Bardzo ciekawa rozmowa, jesteśmy różni więc każdy będzie inaczej definiował znaczenie szczęścia, szczesliwym sie bywa, szczescie jest w nas, cieszmy sie z malych rzeczy i badzimy wdzięczni za to co mamy i tyle wystarczy, życzę dużo szczęścia wszystkim.
"celebryta, aktywista, istagramer" itd.... "zawody" współczesnego świata, ktorych już samo istnienie odzwierciedla to , w jakim punkcie cywilizacyjnym się znaleźliśmy.... Chyba coś poszło nie tak.....
Dziękuję za tę rozmowę o poczuciu szczęścia. 😊 Wdzięczność, życzliwość, zwrócenie uwagi na bycie tu i teraz jak i powtarzalność pewnych czynności jest dla mnie czymś naturalnym, gdyż sama to pielęgnuję. Natomiast "wylosowałam" bardzo wrażliwy... układ nerwowy, co jednak odejmuje sporo szczęścia i implikuje wiele trudności. Interesuje mnie temat: Czy miłość do siebie daje szczęście? Głównie w związku z tym, że obecnie się dużo o tej miłości mówi; o tym, że pierwszym moim bliźnim jestem ja sama; że najlepiej zacząć od siebie; że tak naprawdę nie można pokochać drugiego człowieka bez kochania siebie... itp.

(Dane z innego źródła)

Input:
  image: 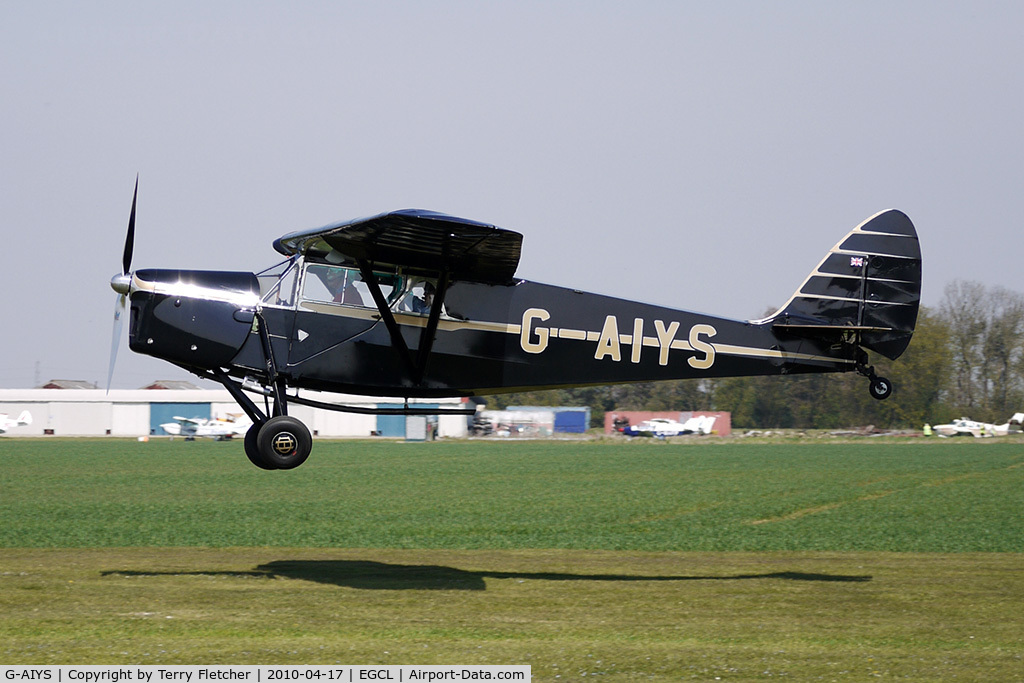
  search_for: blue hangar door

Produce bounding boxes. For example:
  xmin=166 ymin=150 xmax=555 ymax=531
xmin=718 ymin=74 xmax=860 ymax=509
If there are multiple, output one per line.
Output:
xmin=150 ymin=403 xmax=210 ymax=436
xmin=377 ymin=403 xmax=439 ymax=438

Oczywiście że tak człowiek piękny wewnętrznie widzi piękno na zewnątrz.Chodzi o własny rozwój,stawanie się coraz lepszym człowiekiem każdego dnia, piękną osobowością.
Często słyszę w podobnych rozmowach o tym żeby się nie porównywać. Osobiście stosuje porównywanie aby poprawić sobie nastrój. Aby się uspokoić, że wszystko gra.
"Szczęśliwy jest człowiek, który znalazł mądrość i człowiek nabywający rozeznania,bo lepiej zyskać ją niż zyskać srebro i jako plon mieć ją niżeli zloto .Cenniejsza jest od korali i dorównają jej żadne inne twoje rozkosze " ( Przysłów 3:13-15)
Ja mam doskonały pomysł na to jak uczynić wszystkich subskrybentów tego kanału szczęśliwszymi, otóż jak już wiecie, bo potwierdzono to w badaniach, dawanie sprawia więcej radości niż otrzymywanie, zatem jeśli każdy z was przeleje mi na konto po 100pln to stanie się bardziej szczęśliwy, a ja jako, że mam altruistyczną naturę jakoś zniosę tę okropną dozę nieszczęścia wpływającą na moje konto. Pozdrawiam i nie ma za co 😅
Czy rzeczywiście należy stawiać sprawę tak, że mózg nie odróżnia rzeczywistości od własnych wyobrażeń? Nie wydaje mi się, ażeby tak rzeczywiście było. Jeśli jednak powiemy, że mózg traktuje jednakowo poważnie to, co o rzeczywistości wie empirycznie oraz to, co z tej obiektywnej rzeczywistości wynika na przyszłość w sensie przyczynowo-skutkowym - to bedzie to nieco bliższe prawdy.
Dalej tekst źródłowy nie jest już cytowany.